Mekhitarist Father Hovsep spends a moment with a camper after liturgy. (photo: Armineh Johannes)

Several years ago, we paid a visit to summer camps for kids in Armenia and Georgia — camps that are offering young people fresh air and fresh hope:

Religious devotions and catechism constitute a significant portion of the day at Diramayr. Days begin and end with prayer, while catechism class is a daily feature. Sunday mornings are reserved for the celebration of the Soorp Badarak, the Divine Liturgy.

Because few Armenians belong to the Armenian Catholic Church (just 220,000 of its 2.9 million citizens), most of those who attend the camp nominally belong to the Armenian Apostolic Church, the historic faith community of the Armenian people. The two churches share the same culture, liturgy and traditions (only full communion with the Church of Rome distinguishes Catholic from Armenian Apostolic Christians), thus sparing the camp from religious discord.
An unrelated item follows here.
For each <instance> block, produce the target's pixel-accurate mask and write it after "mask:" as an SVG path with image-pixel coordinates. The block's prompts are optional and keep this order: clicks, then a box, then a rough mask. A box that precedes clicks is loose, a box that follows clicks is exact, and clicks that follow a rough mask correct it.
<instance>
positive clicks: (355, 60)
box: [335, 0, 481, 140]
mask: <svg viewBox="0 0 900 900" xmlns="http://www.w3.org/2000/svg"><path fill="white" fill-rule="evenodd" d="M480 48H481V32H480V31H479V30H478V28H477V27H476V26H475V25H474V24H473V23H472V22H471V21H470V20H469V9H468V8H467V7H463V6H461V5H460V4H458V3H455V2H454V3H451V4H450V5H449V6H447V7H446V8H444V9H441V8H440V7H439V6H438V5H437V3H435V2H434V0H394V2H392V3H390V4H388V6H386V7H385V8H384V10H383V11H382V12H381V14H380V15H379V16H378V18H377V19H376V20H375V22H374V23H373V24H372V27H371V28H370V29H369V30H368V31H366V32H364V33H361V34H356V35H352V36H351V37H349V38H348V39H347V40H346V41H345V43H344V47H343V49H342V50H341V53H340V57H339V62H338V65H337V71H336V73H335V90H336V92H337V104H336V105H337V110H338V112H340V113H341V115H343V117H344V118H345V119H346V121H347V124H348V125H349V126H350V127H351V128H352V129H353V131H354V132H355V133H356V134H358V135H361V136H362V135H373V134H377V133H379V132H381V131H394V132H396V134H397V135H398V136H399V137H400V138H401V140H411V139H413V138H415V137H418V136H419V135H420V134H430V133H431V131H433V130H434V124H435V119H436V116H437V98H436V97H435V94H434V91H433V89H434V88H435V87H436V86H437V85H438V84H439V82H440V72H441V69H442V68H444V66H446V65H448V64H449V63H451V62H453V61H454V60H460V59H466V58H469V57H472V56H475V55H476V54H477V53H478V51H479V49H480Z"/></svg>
Summer camp would not be summer camp if the campers had their heads stuck in their Bibles or catechisms all day. Children study languages (French or English), art and computers and also have plenty of time for sports and outdoor activities such as hiking and canoeing. They also take day trips to nearby Lake Sevan and visit the ancient historical monuments that dot Armenia’s countryside.

While most of the day is scheduled, the campers also have free time to horse around in the playground or chat with their friends.